Payments associated with leases with a lease term of 12 months or less on the Company’s equipment and vehicles and all leases of low-value assets are recognized on a straight-line basis as an expense in profit or loss.

Leases as lessor

The Company leases out fixed assets consisting of different types of robots to third parties. All leases are classified as operating leases as the Company does not transfer substantially all of the risks and rewards incidental to the ownership of the assets.

During the year ended December 31, 2023, 2022 and 2021, the Company recognized rental income of approximately $493,516, $582,000 and $257,000, respectively. The Company did not recognize lease receivables as of December 31, 2023 and 2022 as the amount to be received was immaterial to the Company’s consolidated financial statements.

Related parties
2.30 Related parties

Parties are considered to be related if one party has the ability, directly or indirectly, to control the other party or exercise significant influence over the other party in making financial and operating decisions. Parties are also considered to be related if they are subject to common control or significant influence, such as a family member or relative, shareholder, or a related corporation.

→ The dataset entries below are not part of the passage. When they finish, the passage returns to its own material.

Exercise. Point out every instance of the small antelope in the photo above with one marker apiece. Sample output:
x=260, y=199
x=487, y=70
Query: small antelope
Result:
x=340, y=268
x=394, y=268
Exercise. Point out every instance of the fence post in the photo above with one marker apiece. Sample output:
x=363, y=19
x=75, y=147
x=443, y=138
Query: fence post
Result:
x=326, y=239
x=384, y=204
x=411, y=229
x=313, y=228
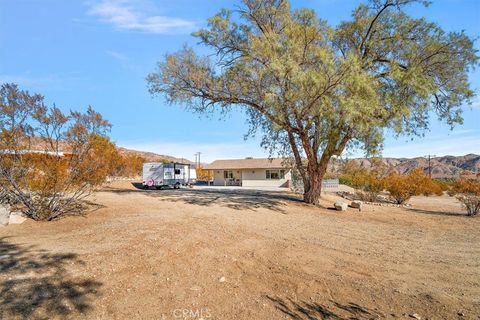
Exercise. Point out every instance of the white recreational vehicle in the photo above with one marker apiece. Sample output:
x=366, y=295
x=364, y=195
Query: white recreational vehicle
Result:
x=158, y=175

  Amount due from related parties

The Company recognizes the contractual right to receive money or products from related parties as amount due from related parties. For those that the contractual maturity date is less than one year, the Company records as current assets.

 

Earnings per share (“EPS”)
2.31 Earnings per share (“EPS”)

Basic EPS is calculated by dividing the net profit (loss) attributable to ordinary equity holders by the weighted average number of ordinary shares outstanding during the year. Diluted EPS is calculated by using the weighted average number of ordinary shares outstanding adjusted to include the potentially dilutive effect of outstanding share-based awards and convertible debt instruments, unless their inclusion in the calculation is anti-dilutive.

New and amended accounting standards
2.32 New and amended accounting standards

All new standards and amendments that are effective for annual reporting period commencing January 1, 2023 have been applied by the Company for the year ended December 31, 2023. The adoption of these new and amended standards did not have material impact on the consolidated financial statements of the Company. A number of new standards and amendments to standards have not come into effect for the year beginning January 1, 2023, and they have not been early adopted by the Company in preparing these consolidated financial statements. None of these new standards and amendments to standards is expected to have a significant effect on the consolidated financial statements of the Company.